La protection des forêts du Bassin du Congo : une préoccupation internationale insuffisante ?

Blogue Un seul monde, Arnauld Chyngwa, 25 mars 2024

L’Afrique centrale abrite la deuxième plus grande forêt tropicale du monde après l’Amazonie, le bassin du Congo. Considéré comme l’un des poumons de la planète, ce massif forestier d’une superficie d’environ 240 millions d’hectares couvre six pays à savoir le Cameroun, le Congo, le Gabon, la Guinée Équatoriale, la République démocratique du Congo et la République centrafricaine. Les forêts d’Afrique centrale contiennent plusieurs forêts primaires – qui sont des forêts intactes qui n’ont pas encore été défrichées –, et les tourbières dans la cuvette centrale du bassin du Congo, qui sont de grands puits de carbone.

Emprisonnant des milliers de tonnes de carbone, les forêts du bassin du Congo jouent un rôle primordial dans la lutte contre le changement climatique, en absorbant le dioxyde de carbone de l’atmosphère. En raison de cette importance cruciale dans l’atténuation climatique, la préservation des forêts du bassin du Congo est devenue une priorité mondiale, dont la conservation durable et la gestion responsable suscite une mobilisation politique et financière internationale. Mais alors que plusieurs initiatives ont été engagées, des études révèlent que la menace pesant sur ce massif forestier ne cesse de croître. Aussi, l’on pourrait relever une insuffisance du soutien financier international pour conserver ce bien public mondial en déclin.

Une mobilisation internationale mitigée

Les forêts du bassin du Congo sont généralement abordées dans des rencontres internationales telles que les conférences sur le climat (comme la COP) et les réunions des Nations Unies sur la biodiversité. Les discussions portent souvent sur les initiatives pour renforcer les capacités des États de cette région à gérer durablement les forêts. Un renforcement qui reste, le plus souvent, financier. C’est dans cette perspective, qu’à l’issue de la COP 26 à Glasgow, 12 donateurs internationaux se sont engagés à verser entre 2021 et 2025, un minimum de 1,5 milliard de dollars US pour soutenir la protection et la gestion durable des forêts du bassin du Congo. Une promesse de financement collectif qui s’inscrit dans un engagement plus vaste de 12 milliards de dollars visant à stopper et inverser la déforestation et la dégradation des sols dans le monde d’ici 2030. Durant cette même rencontre internationale, 140 chefs d’États et de gouvernements se sont engagés dans la déclaration de Glasgow, à « travailler collectivement pour stopper et inverser la perte de forêts et la dégradation des terres d’ici 2030 ». Plus tard à la COP 27, l’Initiative pour la Forêt d’Afrique Centrale (CAFI) et le fonds d’investissement néerlandais (&Green) ont annoncé un accord d’au moins 120 millions de dollars US supplémentaires, contribuant à l’Engagement sur le bassin du Congo pris lors de la COP 26.
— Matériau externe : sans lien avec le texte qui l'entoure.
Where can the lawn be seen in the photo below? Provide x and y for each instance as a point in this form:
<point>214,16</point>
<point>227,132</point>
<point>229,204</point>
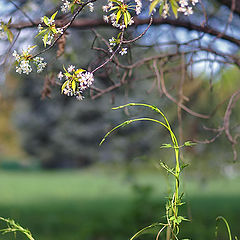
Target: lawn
<point>104,204</point>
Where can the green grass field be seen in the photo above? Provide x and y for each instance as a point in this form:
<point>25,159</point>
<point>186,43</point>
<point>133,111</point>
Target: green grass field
<point>102,204</point>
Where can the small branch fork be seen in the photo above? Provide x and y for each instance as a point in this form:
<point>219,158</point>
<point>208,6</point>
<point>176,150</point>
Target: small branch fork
<point>158,63</point>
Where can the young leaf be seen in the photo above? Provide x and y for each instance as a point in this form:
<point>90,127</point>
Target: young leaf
<point>119,14</point>
<point>166,145</point>
<point>174,7</point>
<point>80,70</point>
<point>10,35</point>
<point>45,20</point>
<point>189,143</point>
<point>161,8</point>
<point>74,86</point>
<point>64,85</point>
<point>125,19</point>
<point>9,21</point>
<point>72,9</point>
<point>152,229</point>
<point>54,15</point>
<point>45,38</point>
<point>153,5</point>
<point>40,33</point>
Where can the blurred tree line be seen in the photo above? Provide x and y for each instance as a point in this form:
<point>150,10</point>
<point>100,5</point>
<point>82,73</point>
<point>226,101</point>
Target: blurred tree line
<point>62,132</point>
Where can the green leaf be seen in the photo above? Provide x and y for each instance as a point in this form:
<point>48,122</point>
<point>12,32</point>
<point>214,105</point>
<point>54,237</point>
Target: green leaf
<point>166,145</point>
<point>119,14</point>
<point>174,7</point>
<point>153,5</point>
<point>54,15</point>
<point>74,86</point>
<point>64,85</point>
<point>152,229</point>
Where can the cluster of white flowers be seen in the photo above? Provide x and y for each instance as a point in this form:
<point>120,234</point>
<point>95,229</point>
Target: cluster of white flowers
<point>122,7</point>
<point>67,5</point>
<point>51,32</point>
<point>76,81</point>
<point>24,60</point>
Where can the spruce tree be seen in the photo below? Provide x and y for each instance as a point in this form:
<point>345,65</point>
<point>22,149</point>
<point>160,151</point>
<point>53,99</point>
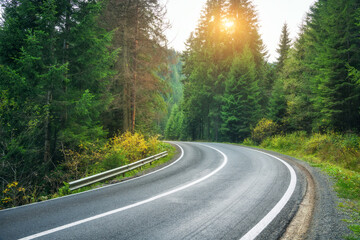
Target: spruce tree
<point>284,47</point>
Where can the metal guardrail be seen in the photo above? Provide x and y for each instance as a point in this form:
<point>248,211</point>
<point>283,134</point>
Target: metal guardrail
<point>114,172</point>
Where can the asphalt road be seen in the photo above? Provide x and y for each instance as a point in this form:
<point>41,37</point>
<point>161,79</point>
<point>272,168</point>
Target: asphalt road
<point>212,191</point>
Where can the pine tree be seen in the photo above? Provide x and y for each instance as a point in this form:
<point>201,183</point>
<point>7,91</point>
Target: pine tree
<point>240,108</point>
<point>284,47</point>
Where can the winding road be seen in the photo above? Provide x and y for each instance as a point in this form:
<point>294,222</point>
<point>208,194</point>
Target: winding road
<point>211,191</point>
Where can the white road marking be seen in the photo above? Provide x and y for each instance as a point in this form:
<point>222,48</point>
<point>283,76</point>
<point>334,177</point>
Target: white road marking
<point>225,160</point>
<point>97,189</point>
<point>260,226</point>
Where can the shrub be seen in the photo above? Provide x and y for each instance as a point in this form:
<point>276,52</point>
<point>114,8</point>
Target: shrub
<point>264,128</point>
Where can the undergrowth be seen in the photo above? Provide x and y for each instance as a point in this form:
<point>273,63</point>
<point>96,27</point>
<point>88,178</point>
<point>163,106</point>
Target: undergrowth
<point>336,154</point>
<point>90,158</point>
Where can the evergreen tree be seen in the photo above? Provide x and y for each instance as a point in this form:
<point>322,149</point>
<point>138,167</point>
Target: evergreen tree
<point>284,47</point>
<point>240,108</point>
<point>54,69</point>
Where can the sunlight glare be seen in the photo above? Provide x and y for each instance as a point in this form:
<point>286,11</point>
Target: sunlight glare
<point>227,23</point>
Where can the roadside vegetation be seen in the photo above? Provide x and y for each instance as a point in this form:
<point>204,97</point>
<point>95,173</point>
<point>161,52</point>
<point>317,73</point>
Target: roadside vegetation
<point>336,154</point>
<point>89,159</point>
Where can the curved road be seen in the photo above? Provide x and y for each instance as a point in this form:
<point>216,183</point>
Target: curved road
<point>212,191</point>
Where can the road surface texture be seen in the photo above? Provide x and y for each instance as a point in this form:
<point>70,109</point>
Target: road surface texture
<point>211,191</point>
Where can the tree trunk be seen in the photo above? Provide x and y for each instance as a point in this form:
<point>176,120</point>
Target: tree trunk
<point>47,130</point>
<point>136,43</point>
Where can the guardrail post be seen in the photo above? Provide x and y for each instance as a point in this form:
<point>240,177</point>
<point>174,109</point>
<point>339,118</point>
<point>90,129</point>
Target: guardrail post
<point>115,172</point>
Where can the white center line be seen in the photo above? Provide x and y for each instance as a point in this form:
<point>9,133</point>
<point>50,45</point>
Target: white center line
<point>225,160</point>
<point>260,226</point>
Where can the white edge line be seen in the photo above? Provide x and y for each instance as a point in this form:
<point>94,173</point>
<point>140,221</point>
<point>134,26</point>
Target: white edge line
<point>99,188</point>
<point>225,160</point>
<point>260,226</point>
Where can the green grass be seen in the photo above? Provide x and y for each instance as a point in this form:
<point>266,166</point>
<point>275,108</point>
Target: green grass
<point>335,154</point>
<point>66,191</point>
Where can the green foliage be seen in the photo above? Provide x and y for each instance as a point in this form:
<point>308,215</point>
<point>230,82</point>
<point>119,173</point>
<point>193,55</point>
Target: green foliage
<point>240,108</point>
<point>173,130</point>
<point>265,128</point>
<point>224,71</point>
<point>338,155</point>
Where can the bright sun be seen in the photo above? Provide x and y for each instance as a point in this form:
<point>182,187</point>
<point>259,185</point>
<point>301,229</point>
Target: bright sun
<point>227,23</point>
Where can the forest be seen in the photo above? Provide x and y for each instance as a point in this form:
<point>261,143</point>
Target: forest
<point>80,79</point>
<point>229,86</point>
<point>76,78</point>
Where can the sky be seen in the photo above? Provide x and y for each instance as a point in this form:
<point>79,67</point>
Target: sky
<point>183,15</point>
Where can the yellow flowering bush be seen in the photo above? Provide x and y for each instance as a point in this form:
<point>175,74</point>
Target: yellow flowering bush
<point>263,129</point>
<point>122,149</point>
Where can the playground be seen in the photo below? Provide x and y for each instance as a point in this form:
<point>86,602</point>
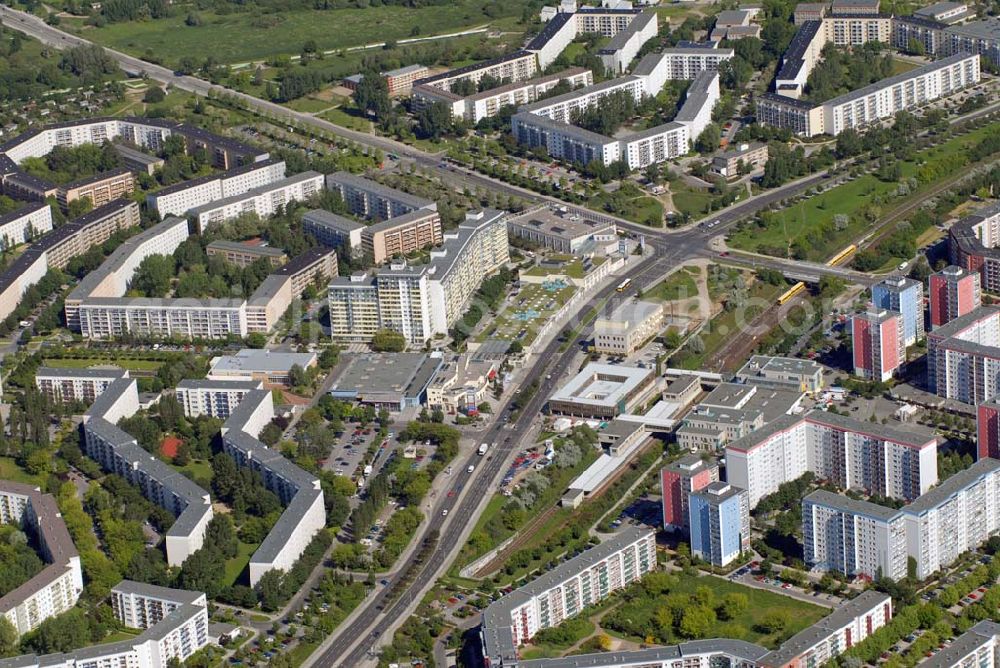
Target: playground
<point>528,310</point>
Le rapport sur l’état des forêts du bassin du Congo 2021 publié par l’Observatoire des forêts d’Afrique centrale (OFAC), met aussi en évidence le rôle important des partenaires internationaux et des acteurs du développement dans la mise en place de programmes, projets et plateformes pour appuyer le plan de convergence de la Commission des forêts d’Afrique centrale (COMIFAC) – l’instance régionale en charge de la gestion des forêts –. Parmi les interventions notables, il faut souligner l’engagement de l’Allemagne en faveur des forêts d’Afrique centrale à hauteur de 147 millions d’euros entre 2005 et 2022 – représentant la plus grosse contribution extérieure. L’Union européenne vient, quant à elle, en deuxième position, avec une mobilisation de 14 millions d’euros dans la même période, pour aider les opérations de l’OFAC. Au-delà de l’appui financier de l’Union européenne, celle-ci a mis sur pied en 2003 l’Accord Volontaire de Partenariat FLEGT (APV), qui est un accord international bilatéral entre elle et un pays exportateur de bois, dont le but est d’améliorer la gouvernance forestière du pays partenaire et de s’assurer que le bois importé dans l’Union européenne respecte toutes les exigences réglementaires du pays partenaire en termes de durabilité et de non-déforestation.

Bien que bénéficiant d’un soutien financier international, une analyse de l’OFAC des flux financiers entre 2008 et 2017, montre que le bassin du Congo, malgré sa taille, attire moins de fonds pour sa gestion durable et la protection de ses écosystèmes que les forêts d’Asie du Sud-Est et de l’Amazonie. En effet, cette étude indique que sur le total des fonds captés par les trois forêts tropicales durant cette période, le bassin du Congo a mobilisé seulement 11,5% des fonds, contre 54,5% pour l’Asie du Sud-Est et 34% pour l’Amazonie. Cela pourrait être considéré comme un paradoxe conséquent au regard des différentes tailles de ces massifs forestiers, où l’on pourrait se demander pourquoi le plus petit massif forestier mobilise à lui seul plus de la moitié des financements. Même si l’on observe une inertie au niveau des contributions des États membres pour financer la COMIFAC, cet indice ne semble pas assez significatif pour expliquer l’écart de financement entre les trois massifs forestiers. Cependant, la menace sur les forêts continue de croitre, mettant en péril la planète.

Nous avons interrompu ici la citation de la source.